Ensuring adequate patient sedation is another important management principle. Agitation must be avoided, as this physical activity increases heat generation and risk of rhabdomyolysis. Potential medication options include benzodiazepines (muscle relaxation, antiseizure effects), opioids, ketamine, propofol (antiseizure effects), and dexmedetomidine.

Shivering suppression is another important objective, as shivering can impair temperature management and should be intentionally controlled during the acute cooling phase. Potential medication options include benzodiazepines, dexmedetomidine, fentanyl, ketamine, and IV magnesium. Neuromuscular blocking agents can be considered in patients who are intubated.

Patients should also be continuously assessed for indications for intubation, such as severe rigidity interfering with temperature control, status epilepticus, any inability to protect their own airway, or worsening respiratory failure. Intubation may also be needed in situations where the cause of heatstroke is unclear, and the patient is too agitated or combative to undergo needed diagnostic studies.

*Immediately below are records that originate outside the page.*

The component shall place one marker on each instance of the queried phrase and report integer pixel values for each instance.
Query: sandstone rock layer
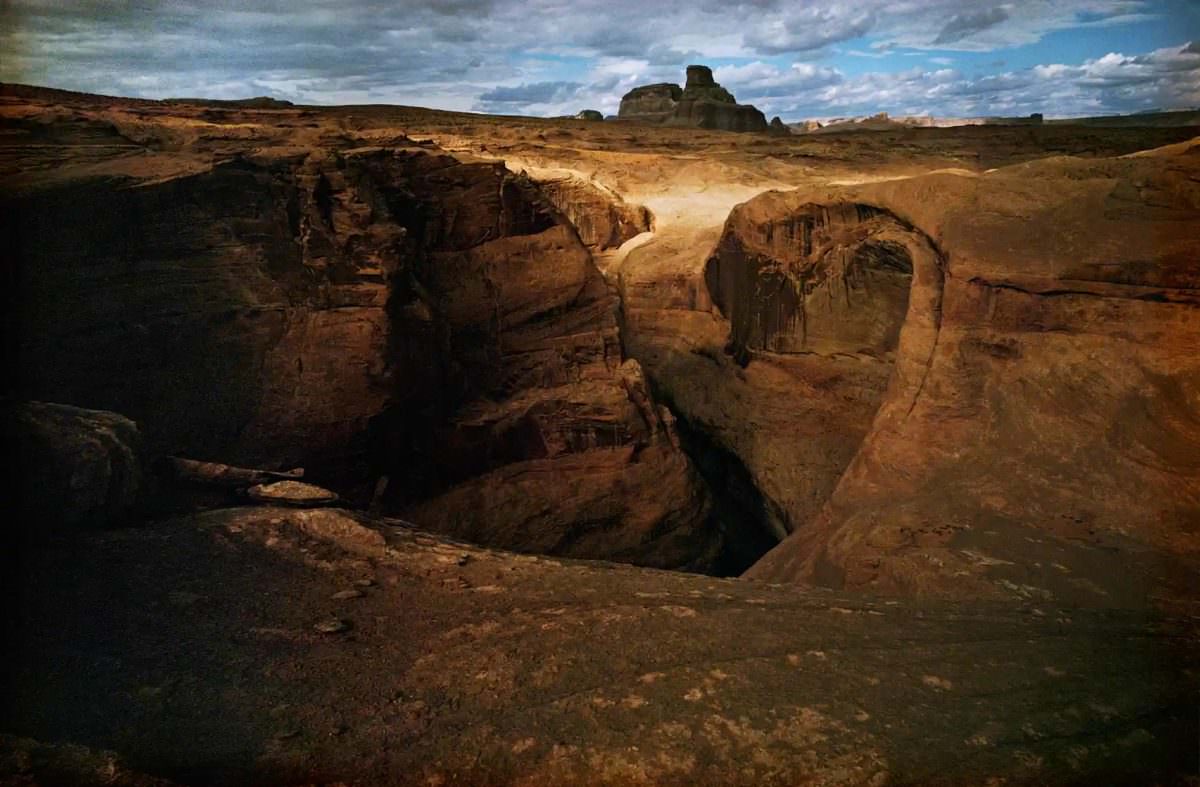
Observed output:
(1043, 415)
(361, 311)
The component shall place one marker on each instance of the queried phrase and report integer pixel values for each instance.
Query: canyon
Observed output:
(912, 416)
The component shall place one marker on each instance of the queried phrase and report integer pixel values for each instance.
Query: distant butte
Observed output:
(701, 103)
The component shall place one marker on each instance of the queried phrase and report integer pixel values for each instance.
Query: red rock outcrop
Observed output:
(75, 467)
(363, 311)
(1039, 431)
(649, 103)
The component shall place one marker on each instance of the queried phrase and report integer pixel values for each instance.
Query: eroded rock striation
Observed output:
(651, 103)
(363, 311)
(701, 103)
(1041, 426)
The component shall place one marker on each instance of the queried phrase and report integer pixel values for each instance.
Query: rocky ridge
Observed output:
(365, 311)
(701, 103)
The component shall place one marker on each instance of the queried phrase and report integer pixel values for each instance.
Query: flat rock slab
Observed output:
(292, 493)
(508, 668)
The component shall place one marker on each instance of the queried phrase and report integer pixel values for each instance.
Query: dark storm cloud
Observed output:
(555, 56)
(533, 94)
(969, 23)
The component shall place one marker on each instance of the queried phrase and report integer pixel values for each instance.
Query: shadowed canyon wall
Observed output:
(367, 312)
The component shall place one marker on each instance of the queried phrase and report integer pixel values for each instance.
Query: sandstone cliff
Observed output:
(364, 311)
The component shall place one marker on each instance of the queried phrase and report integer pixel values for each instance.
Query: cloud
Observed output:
(969, 23)
(809, 28)
(551, 56)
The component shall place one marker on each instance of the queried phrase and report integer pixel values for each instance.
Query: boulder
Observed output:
(1039, 431)
(361, 312)
(77, 467)
(702, 103)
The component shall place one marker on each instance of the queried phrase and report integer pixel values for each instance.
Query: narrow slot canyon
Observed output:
(388, 445)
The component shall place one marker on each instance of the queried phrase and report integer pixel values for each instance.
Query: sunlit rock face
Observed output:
(651, 103)
(1042, 420)
(365, 312)
(701, 103)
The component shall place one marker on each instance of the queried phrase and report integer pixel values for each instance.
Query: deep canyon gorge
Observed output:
(911, 416)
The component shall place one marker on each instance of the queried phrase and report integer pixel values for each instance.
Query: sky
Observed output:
(797, 59)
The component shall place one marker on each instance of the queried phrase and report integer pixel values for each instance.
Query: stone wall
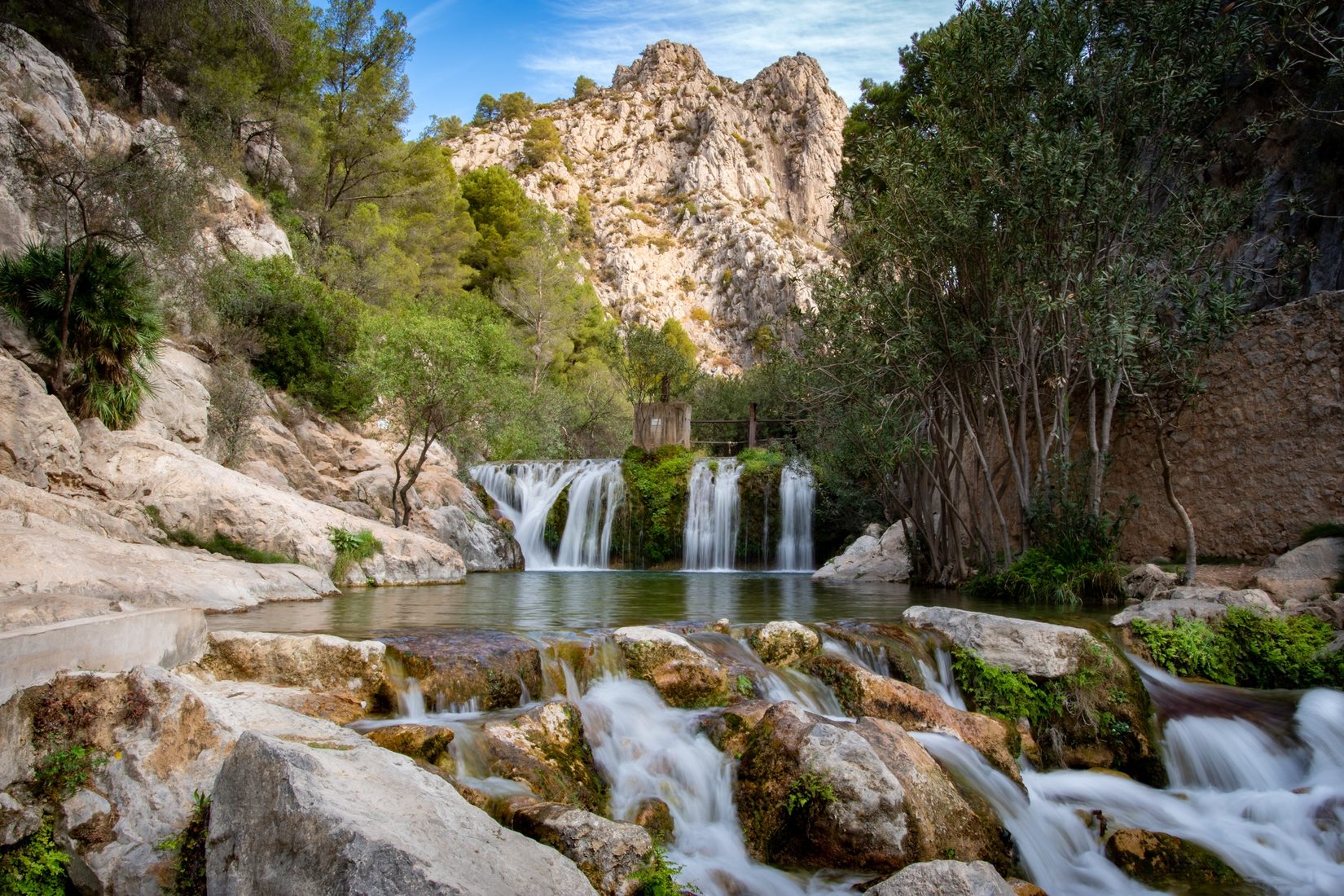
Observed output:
(1261, 455)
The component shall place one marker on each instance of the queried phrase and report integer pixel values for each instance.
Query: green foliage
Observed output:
(188, 869)
(353, 548)
(808, 790)
(65, 767)
(303, 336)
(660, 876)
(115, 324)
(34, 865)
(1246, 649)
(657, 485)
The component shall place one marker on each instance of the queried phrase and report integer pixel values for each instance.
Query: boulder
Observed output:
(318, 662)
(546, 750)
(781, 643)
(863, 693)
(1036, 649)
(457, 666)
(1307, 571)
(349, 842)
(683, 674)
(883, 558)
(195, 494)
(866, 796)
(39, 446)
(608, 852)
(945, 877)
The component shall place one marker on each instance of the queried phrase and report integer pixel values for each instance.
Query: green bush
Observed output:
(1246, 649)
(353, 548)
(301, 335)
(115, 325)
(34, 865)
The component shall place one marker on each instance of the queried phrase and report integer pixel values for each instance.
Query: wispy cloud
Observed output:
(852, 39)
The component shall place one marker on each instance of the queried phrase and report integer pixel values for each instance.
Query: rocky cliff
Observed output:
(710, 199)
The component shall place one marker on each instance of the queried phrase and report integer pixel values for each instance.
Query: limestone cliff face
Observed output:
(710, 199)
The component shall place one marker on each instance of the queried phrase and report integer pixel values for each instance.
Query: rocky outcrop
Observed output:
(198, 494)
(1307, 571)
(349, 841)
(710, 200)
(1035, 649)
(610, 854)
(874, 556)
(944, 877)
(684, 674)
(457, 666)
(783, 643)
(821, 794)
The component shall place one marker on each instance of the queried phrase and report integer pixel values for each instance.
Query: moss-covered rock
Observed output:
(683, 674)
(456, 666)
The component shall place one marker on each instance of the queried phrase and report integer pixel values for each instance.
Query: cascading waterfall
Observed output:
(797, 499)
(527, 490)
(713, 516)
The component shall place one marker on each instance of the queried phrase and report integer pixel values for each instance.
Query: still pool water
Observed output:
(581, 601)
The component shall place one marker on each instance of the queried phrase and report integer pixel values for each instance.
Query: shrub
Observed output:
(303, 337)
(34, 865)
(353, 548)
(115, 325)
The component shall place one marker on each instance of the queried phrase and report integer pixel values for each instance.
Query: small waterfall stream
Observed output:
(525, 492)
(713, 516)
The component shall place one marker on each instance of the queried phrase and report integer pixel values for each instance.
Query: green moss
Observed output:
(1246, 649)
(34, 865)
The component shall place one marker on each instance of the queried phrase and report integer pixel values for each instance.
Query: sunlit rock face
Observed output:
(710, 199)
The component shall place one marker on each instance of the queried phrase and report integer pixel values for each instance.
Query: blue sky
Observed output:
(468, 47)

Overall morbidity and mortality are directly related to the peak temperature reached and total time spent at elevated temperatures. There is evidence that suggests delaying treatment by just 2 hours can result in increased mortality up to 70%. This highlights the urgency in swiftly recognizing and aggressively treating heatstroke. Within older populations, mortality from heatstroke exceeds 50% in patients who present with organ dysfunction.

Lastly, preventative measures should be highlighted often and implemented for those at risk. This includes increasing patient awareness about risk factors for and signs of symptoms of heatstroke. Counseling should be provided to modify activities when in severe heat and/or humid environments, ensure adequate hydration during waking hours, and wear clothing that allows for ventilation and evaporative cooling. Patients should be specifically reminded to change their clothing if saturated with sweat, as this impairs evaporative cooling.

In summary, hyperthermia is a condition with a potentially high degree of morbidity and mortality. While it shares features and complications with other conditions associated with systemic inflammation, it has unique and critical aspects of management that must be considered to ensure proper management.